The study focuses on myocardial myosin, which is the antigenicity of myosin. The mechanism is that when myocardial myosin-specific CD4-positive T cells return to the myocardium, experimental autoimmune Myocarditis (EAM) is triggered.
Later, neurohumoral factors such as cytokines and chemokines are released in the myocardium, and various bystander inflammatory cells are recruited into the myocardium crossing vascular endothelial cell walls. It causes multiple inflammatory cells to be mobilized across the vascular endothelial cells into the myocardium. Clinical manifestations range from asymptomatic to heart failure, arrhythmias, cardiogenic shock, and might even lead to sudden death.
The effectiveness of immunomodulatory therapies such as steroids and immune globulin has been reported. However, the curable treatment strategy for Myocarditis remains unresolved. On a positive note, Fucoidan, a sulfated polysaccharide, has anti-inflammatory, anti-coagulation, anti-adhesion, anti-tumor, and antiallergic effects. Fucoidan also has revealed the anti-inflammatory effect for ischemic reperfusion myocardial injury and hypoxic-ischemic brie.
So, in this blog, I would like to share a study on the Fucoidan effects concerning Myocarditis that could be related to the Covid-19 vaccine. Therefore I want to discuss Myocarditis to use the study of “Sulfated Polysaccharide Fucoidan Ameliorates Experimental Autoimmune Myocarditis in Rats” by Komei Tanaka et al.
First, seven-week-old male Lewis rats were used and injected myosin from the purified cardiac myosin was extracted from the ventricular muscle of the pig heart. It also included rats undergoing sham surgery or rats with cardiac myosin.

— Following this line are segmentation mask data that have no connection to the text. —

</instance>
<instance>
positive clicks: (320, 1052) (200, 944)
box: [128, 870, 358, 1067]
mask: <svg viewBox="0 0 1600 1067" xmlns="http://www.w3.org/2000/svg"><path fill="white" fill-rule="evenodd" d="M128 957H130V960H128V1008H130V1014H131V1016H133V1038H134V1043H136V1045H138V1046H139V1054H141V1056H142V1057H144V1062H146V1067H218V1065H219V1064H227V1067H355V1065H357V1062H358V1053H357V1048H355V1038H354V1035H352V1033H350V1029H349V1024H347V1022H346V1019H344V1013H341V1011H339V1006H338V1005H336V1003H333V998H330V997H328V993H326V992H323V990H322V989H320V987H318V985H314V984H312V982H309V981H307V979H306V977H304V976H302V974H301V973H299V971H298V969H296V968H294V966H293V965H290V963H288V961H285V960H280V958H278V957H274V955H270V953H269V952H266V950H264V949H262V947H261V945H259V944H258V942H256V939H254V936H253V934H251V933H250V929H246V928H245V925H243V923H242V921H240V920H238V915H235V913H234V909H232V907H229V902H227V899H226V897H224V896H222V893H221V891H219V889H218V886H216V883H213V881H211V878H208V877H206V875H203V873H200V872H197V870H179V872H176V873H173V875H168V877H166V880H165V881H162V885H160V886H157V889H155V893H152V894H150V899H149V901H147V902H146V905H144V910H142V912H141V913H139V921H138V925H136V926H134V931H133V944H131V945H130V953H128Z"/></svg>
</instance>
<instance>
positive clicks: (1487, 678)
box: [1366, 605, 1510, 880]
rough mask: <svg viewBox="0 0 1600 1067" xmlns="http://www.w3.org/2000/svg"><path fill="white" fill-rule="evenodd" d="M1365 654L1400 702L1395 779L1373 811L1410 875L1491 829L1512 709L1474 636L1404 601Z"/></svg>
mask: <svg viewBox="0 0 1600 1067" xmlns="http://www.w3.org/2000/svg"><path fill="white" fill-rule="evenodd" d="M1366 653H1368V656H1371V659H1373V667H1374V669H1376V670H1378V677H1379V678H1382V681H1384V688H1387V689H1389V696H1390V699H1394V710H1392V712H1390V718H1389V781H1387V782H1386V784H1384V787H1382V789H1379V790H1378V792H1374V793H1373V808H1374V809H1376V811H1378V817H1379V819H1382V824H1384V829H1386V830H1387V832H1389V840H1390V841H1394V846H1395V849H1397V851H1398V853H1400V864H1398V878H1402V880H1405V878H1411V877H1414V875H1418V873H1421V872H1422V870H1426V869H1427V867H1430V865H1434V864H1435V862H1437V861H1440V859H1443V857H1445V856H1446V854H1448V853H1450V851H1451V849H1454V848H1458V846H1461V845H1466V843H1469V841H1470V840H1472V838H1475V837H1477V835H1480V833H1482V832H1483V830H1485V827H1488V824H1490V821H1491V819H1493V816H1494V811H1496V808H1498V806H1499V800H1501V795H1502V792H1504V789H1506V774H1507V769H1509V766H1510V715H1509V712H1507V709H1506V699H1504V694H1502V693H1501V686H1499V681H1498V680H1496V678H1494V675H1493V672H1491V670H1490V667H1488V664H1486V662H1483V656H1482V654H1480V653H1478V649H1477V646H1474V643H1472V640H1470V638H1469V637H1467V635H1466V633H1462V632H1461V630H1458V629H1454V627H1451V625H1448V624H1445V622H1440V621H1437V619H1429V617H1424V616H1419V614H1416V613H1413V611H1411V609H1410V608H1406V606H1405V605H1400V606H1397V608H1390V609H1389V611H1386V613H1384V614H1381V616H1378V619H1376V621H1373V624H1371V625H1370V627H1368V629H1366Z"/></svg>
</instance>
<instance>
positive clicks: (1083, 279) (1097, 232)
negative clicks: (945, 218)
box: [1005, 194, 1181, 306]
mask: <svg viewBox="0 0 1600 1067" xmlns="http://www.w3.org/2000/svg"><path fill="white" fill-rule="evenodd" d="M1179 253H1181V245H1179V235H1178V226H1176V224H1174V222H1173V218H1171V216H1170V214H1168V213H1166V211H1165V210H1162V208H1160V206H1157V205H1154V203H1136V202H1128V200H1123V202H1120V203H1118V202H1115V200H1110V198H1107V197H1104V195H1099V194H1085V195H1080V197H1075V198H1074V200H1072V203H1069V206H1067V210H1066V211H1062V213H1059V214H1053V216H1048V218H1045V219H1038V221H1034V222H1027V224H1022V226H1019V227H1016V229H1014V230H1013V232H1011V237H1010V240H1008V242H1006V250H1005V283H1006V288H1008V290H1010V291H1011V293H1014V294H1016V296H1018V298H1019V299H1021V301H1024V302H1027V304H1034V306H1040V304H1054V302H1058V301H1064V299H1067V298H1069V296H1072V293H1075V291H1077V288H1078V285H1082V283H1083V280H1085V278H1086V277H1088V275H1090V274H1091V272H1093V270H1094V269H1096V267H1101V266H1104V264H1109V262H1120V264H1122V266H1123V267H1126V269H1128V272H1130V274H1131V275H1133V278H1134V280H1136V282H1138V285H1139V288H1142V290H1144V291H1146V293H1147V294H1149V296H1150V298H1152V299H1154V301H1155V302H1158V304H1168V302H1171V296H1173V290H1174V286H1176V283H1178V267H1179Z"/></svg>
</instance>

The injection was saline or Fucoidan, and blood pressure and heart rate were measured non-invasively. Thirty-one rats were randomly divided into four groups. Then, Fucoidan was administered at 25 mg/kg per day and observed for 21 days immediately after cardiac myosin injection. The randomly divided rats were observed as follows: Group A – Heart EAM-saline stained with anti-macrophage antibody. Group B – EAM-fucoidan stained with anti-macrophage antibody. Group C – EAM-saline stained with anti-CD4 antibody. Group D – Anti-CD4 antibody EAM fucoidan stained with, measurement of post-hemovascular parameters, rats.

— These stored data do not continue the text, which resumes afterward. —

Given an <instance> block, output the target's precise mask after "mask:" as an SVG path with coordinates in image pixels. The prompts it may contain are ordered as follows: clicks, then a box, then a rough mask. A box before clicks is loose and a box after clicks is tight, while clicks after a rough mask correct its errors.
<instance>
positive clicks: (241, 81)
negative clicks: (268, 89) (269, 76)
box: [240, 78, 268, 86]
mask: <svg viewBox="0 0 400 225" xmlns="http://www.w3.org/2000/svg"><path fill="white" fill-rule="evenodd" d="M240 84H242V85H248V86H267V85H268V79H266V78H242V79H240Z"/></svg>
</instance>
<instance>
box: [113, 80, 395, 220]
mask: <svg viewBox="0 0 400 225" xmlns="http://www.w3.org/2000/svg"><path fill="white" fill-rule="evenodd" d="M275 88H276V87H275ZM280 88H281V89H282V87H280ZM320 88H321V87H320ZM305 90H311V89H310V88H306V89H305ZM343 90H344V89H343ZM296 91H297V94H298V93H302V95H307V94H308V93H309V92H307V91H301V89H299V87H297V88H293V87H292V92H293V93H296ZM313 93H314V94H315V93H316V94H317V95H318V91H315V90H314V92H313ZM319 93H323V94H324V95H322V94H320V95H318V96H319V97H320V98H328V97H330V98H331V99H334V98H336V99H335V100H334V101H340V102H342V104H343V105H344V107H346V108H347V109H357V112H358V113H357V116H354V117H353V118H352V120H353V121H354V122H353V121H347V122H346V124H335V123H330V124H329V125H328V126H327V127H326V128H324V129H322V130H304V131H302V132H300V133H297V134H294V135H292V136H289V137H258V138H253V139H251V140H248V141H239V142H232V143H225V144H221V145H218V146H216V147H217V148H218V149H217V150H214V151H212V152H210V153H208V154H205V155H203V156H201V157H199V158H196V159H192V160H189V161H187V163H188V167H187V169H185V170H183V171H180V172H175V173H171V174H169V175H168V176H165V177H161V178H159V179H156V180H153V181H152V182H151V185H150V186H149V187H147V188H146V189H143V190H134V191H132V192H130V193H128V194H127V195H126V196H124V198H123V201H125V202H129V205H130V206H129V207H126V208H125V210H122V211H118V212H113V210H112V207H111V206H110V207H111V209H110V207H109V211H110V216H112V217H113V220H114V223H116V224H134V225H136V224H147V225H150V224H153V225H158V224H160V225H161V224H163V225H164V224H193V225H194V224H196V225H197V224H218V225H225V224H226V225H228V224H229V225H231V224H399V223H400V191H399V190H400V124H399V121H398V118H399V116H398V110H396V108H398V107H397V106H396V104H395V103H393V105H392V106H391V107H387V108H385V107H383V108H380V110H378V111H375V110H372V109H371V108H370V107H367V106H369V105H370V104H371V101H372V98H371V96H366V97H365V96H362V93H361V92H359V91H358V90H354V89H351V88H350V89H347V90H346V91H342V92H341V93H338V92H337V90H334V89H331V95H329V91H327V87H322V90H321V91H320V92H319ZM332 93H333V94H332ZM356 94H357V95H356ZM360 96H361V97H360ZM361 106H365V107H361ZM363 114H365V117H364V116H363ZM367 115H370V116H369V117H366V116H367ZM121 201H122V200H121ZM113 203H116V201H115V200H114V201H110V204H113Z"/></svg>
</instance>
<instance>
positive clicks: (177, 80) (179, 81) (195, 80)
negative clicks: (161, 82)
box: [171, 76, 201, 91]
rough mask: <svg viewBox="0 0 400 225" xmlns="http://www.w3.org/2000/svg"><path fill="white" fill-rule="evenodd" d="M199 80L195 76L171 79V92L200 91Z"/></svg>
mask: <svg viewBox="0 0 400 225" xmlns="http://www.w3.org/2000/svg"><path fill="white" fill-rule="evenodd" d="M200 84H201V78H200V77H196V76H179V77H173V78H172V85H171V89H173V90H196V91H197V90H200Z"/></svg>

Anesthetized with 2.0% isoflurane in 1.0 L oxygen/min, left ventricular the transthoracic wall assessed (LV) function. As a result, fucoidan treatment for Myocarditis reduced the number of CD4-positive T cell infiltrations in the myocardium (Fig. 1).
Next, the myocardium was infiltrated due to fucoidan treatment to assess changes in inflammatory cells, and immunohistochemical staining was performed using paraffin-embedded sections that searched for heat-induced epitopes in the central ventricle. As a result, The serum TNF-a and IL-6 levels in the EAM-fucoidan group tended to decrease compared with those in the EAM-saline group.
This study demonstrated that fucoidan treatment ameliorated (facilitated) the progression of the rat model of EAM. The beneficial effects of Fucoidan are associated with blocking the transmigration of inflammatory cells into the myocardium and thereby decreasing inflammatory cytokine production.
However, currently, the effects of Fucoidan on ongoing EAM are unclear, so further examination is needed for clinical application.